Simon Cowell’s omniscient and hugely successful TV talent vehicle has been given a sly shoeing by several members of the judging panel that make up The Voice, the earnest pretender to The X Factor’s gaudy throne. Various members of the panel - comprised of Jessie J, Tom Jones, Will.i.am and The Script’s Danny O’Donoghue - have been keen to position themselves as rivals to the Cowell cavalcade, criticising the show for retaining contestants for “comedy value”, while giving conspicuous emphasis to the notion that The Voice judges contestants solely on their singing ability.
All very noble, but how will such a highbrow premise fare in a medium that has traditionally prized melodrama, high-camp and other light entertainment tropes? As The Scotsman looks back at some of the most successful and well-loved TV talent shows of yore, it seems that The Voice may benefit from finding some room for frivolity amid all that substance.
The original television series of Opportunity Knocks, hosted by Hughie Green, prefaced many of the ingredients that make up today’s standard talent show formats. Championing the then-novel notion of a ‘public vote’, Opportunity Knocks was a hugely popular format that paired some of Britain’s most storied light entertainment figures (Su Pollard, Paul Daniels, Les Dawson) with some, er, more quixotic acts (singing dogs, the Muscle Man). Subsequent revivals of the series were hosted by Bob Monkhouse and Opportunity Knocks alumni Les Dawson.

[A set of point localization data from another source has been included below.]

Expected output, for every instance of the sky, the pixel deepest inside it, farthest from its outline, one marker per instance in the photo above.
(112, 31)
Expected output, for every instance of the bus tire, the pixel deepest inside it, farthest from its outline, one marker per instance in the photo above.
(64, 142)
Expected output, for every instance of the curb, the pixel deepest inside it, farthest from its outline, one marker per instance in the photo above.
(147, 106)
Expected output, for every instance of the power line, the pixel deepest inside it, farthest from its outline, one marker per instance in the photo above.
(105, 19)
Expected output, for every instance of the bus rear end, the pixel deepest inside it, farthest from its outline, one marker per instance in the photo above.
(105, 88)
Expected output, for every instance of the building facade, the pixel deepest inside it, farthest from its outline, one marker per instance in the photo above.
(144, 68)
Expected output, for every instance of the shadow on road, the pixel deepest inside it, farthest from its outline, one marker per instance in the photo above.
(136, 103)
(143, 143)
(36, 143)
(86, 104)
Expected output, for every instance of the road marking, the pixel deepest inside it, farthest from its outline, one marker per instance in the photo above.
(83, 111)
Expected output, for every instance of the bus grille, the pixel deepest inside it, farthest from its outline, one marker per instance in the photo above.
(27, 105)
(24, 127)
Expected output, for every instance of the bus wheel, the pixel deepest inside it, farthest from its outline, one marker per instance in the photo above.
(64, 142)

Favouring the panel judge format (complete with pompous scorecards), New Faces regarded itself as a more ‘serious’ rival to Opportunity Knocks, where proto-Cowell comments from panel members, music composer Tony Hatch in particular, were not uncommon. Its theme tune. Carl Wayne’s You’re A Star, was a minor hit upon its release, but how might the judges have scored it. eh?
Stars in Their Eyes
“Tonight Matthew, I’m going to be...” a poorly-dressed karaoke version of Elvis Pressley, would be the cynic’s response to the show’s most famous catchphrase, uttered by contestants before their transformation from Average Joe/Joanne to soul divas, pin-up idols and rock ‘n’ roll legends. Matthew Kelly presented the majority of the series’ run through the nineties and early noughties.
The beginning of the end of ‘real music’? If you spend enough time listening to BBC Radio 2 then you’d probably agree, but, much like the first series of Big Brother, it presented itself in rather less exploitative, even altruistic, terms. Popstars, with a judging panel of Nigel Lythgoe, Nicki Chapman and Paul Adam, gave the world the wide-eyed, relentlessly upbeat pop of Hear’Say, and in a subsequent series called Popstar: The Rivals, Girls Aloud was born.